These days, time with Citi transaction services bankers can be an enthusiastic tide of innovation and ideas, particularly from new regional cash management head Morgan McKenney. By now, after five years of the Singapore lab, the bank can demonstrate that its brainy ideas can hit critical mass: the CitiDirect BE Mobile solution, now four years old, hit $1 trillion transacted through mobile devices globally in February 2016, $425 billion of it in Asia and $130 billion in India alone. The staid world of cash and trade is enlivened now by discussions of robotics, predictive analytics, distributed ledger technologies and digital identity solutions.

Morgan McKenney Citi-160x186

Morgan McKenney,
Citi

None of this would be any use if Citi wasn’t doing the basics right, and it clearly is. Greenwich surveys put Citi in front for domestic and international cash management in the region, while from a bottom-line perspective an impressive level of cross-selling success has helped the transaction services business hit nine consecutive quarters of year-on-year revenue growth, and 10 of margin growth.

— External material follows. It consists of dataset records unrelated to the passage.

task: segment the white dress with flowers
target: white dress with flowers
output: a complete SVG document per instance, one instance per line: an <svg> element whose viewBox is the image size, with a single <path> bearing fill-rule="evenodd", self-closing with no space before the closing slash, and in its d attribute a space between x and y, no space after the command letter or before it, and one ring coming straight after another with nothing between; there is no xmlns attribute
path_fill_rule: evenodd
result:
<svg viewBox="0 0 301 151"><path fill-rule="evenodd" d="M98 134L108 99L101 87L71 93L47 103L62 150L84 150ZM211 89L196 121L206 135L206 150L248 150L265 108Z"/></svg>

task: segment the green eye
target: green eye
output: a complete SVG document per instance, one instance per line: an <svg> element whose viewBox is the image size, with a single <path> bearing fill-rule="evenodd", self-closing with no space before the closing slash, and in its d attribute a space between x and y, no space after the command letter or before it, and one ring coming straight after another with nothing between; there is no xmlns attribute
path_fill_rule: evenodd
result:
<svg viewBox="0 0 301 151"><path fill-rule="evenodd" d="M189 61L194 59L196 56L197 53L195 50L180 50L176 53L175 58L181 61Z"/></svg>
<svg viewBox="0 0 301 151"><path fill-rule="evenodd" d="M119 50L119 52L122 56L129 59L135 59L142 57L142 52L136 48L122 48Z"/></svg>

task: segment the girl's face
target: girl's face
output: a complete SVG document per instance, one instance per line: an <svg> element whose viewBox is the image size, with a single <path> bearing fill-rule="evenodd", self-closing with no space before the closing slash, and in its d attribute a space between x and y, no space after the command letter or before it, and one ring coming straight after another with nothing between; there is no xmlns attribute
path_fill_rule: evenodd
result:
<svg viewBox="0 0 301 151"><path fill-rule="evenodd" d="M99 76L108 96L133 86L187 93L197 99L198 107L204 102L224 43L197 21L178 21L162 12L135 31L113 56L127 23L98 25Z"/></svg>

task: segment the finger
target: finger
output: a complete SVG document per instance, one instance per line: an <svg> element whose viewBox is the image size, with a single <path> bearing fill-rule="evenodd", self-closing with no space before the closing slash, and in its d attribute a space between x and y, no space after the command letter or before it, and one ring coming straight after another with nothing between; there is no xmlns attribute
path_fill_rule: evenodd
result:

Some interesting themes are underway, particularly around liquidity management and structured trade. Citi supports more than 4,000 concentration structures in Asia, and has made progress in irksome areas like multibank sweeping in India and the need to tailor products that combine liquidity with Basel III coverage commitments.

As cross-border business involving China has become more practical, Citi’s liquidity management services team grew cross-border structures by 180% year-on-year in our review period. And while huge excess liquidity has flooded many local markets and their corporates at the same time that trade flows have declined, Citi has built bespoke structures for clients from Taiwanese electronics to Korean construction to make the best of exacting circumstances.